Zero Discrimination Day started in 2014 by UNAIDS, highlighting how people can be better informed and promote the rights of people living with and affected by HIV. Today, it has expanded to celebrate the right of everyone to live a full and productive life, promoting inclusion, compassion, peace and, above all, a movement for change.
Zero Discrimination Day maintains focus on the negative impacts of discrimination and encourages people to stand up and speak out, celebrating diversity, promoting inclusivity and taking action to create a more equitable and just world.
People think that we've come a long way when it comes to discrimination, and in many ways we have. When we reflect on transformative social change such as women’s suffrage, the civil rights movement, Stonewall’s work on gay rights and equal marriage, and countless other pivotal moments in our history, we can be comforted by the distance that we've come.
It's right to acknowledge the strides that has been made and honour those who have enabled it, while also recognising that progress has sometimes felt spiky, inconsistent and fragile. But there’s still lots to do, and we must never become complacent.
Disability is an excellent example: it's sometimes hard to believe that it’s only been 20 years since the UK passed laws making discrimination against disabled people illegal. No doubt many of you will remember the outcry that accompanied the passing of the DDA. I’m fortunate to partner closely with a number of disability-focused charities, through whom I’ve learnt a huge amount about the social barriers – environmental, attitudinal, and organisational – that are still faced by the communities and people they support.
Our client SignHealth is the Deaf health charity that aims to improve the health and wellbeing of Deaf people. As a hearing woman, I’ve been devastated to learn about the health inequalities routinely faced by Deaf and hearing-impaired people. For example, I take for granted that when I need to speak to a clinician they’ll speak my language – but that same right is not afforded to someone whose first language is British Sign Language, and many other barriers to basic healthcare still exist.
As a gay woman, I have been fortunate to have been able to live an open life, with the relative freedom of being in London, surrounded by an inclusive queer community. In contrast, I have friends in both the UK, Europe and other parts of the world who live in constant fear; over the last few years, the LGBT+ community in Poland have been subjected to exclusion zones by many local authorities, and the question of trans rights is currently a very live discussion here in the UK.
Across the Atlantic, the Supreme Court’s decision to overturn the longstanding abortion ruling known as Roe v Wade has already had a chilling effect on reproductive healthcare provision, with its influence being felt around the world. This is not only a catastrophic reversal of women’s rights, but for literally millions of women facing the loss of access to abortion clinics, it could have life or death consequences.
These global trends are worrying, and a clear reminder that even when rights are gained, we must be vigilant. We need to keep stressing the importance of inclusivity, maintain the momentum, avoid further regression and ensure that past atrocities do not return.
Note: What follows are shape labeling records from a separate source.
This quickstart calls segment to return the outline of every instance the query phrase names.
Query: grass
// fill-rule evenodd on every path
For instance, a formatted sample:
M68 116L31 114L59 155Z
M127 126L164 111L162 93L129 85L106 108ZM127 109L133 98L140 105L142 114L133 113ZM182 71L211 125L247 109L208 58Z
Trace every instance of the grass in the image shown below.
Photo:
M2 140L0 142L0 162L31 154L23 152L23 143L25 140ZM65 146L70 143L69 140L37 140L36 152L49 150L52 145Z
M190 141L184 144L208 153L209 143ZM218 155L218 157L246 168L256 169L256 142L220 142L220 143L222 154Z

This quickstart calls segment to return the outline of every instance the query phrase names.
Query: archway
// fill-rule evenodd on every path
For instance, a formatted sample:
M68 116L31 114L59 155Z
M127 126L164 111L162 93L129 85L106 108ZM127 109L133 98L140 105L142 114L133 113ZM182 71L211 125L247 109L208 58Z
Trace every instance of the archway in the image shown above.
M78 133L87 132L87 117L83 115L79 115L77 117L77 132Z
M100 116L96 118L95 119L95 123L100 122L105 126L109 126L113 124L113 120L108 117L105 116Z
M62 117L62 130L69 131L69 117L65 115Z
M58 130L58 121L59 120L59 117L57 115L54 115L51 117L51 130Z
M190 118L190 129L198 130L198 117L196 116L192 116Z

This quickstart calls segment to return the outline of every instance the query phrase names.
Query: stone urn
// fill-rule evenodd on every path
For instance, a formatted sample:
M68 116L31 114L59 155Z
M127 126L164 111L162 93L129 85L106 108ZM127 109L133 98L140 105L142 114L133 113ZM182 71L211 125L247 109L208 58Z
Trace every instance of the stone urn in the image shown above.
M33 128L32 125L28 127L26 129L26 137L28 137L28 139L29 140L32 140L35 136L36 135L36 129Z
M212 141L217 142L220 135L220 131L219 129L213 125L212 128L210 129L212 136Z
I set up Cadence Partners ten years ago with the declared intention of combating the discrimination I saw in my working life as a recruiter. Even relatively early in my career, I was struck by the seismic impact my decisions could have on people's professional prospects and their personal lives. More concerningly, I saw how lightly this enormous influence was treated by many others in the recruitment business.
Every day, I saw really brilliant people – really fantastic and capable people – being overlooked for totally spurious reasons. Appointment decisions were being made on poor, limited information, with incredible levels of bias being displayed throughout the decision-making process. Too often, even the basic legal requirements weren’t even taken into account – I knew I just couldn’t be part of that culture for the rest of my career!
At Cadence Partners, we want all leaders to have an inclusive and equitable mindset, and for this to be embedded into the way organisations are run, and embedded into their recruitment practices. There is no perfect solution, but we can all be better: so we aim to inspire, challenge, educate and partner with organisations who aspire to build and develop a workplace that is genuinely and authentically committed to being inclusive, and driving positive social change.
Perhaps counterintuitively, I would like to live in a society which didn’t need Cadence Partners to exist – an equitable, just and representative society, where everyone has an opportunity, whatever their background.
On Zero Discrimination Day, I ask you all to stay attentive, informed and intentional. We must all acknowledge that not everybody has the same freedoms, privileges, and access that we have, and we should never take these for granted. We must strive to stay informed, educate ourselves and act as allies to those who still face discrimination, so we can continue making progress forward to a fully inclusive, flourishing world.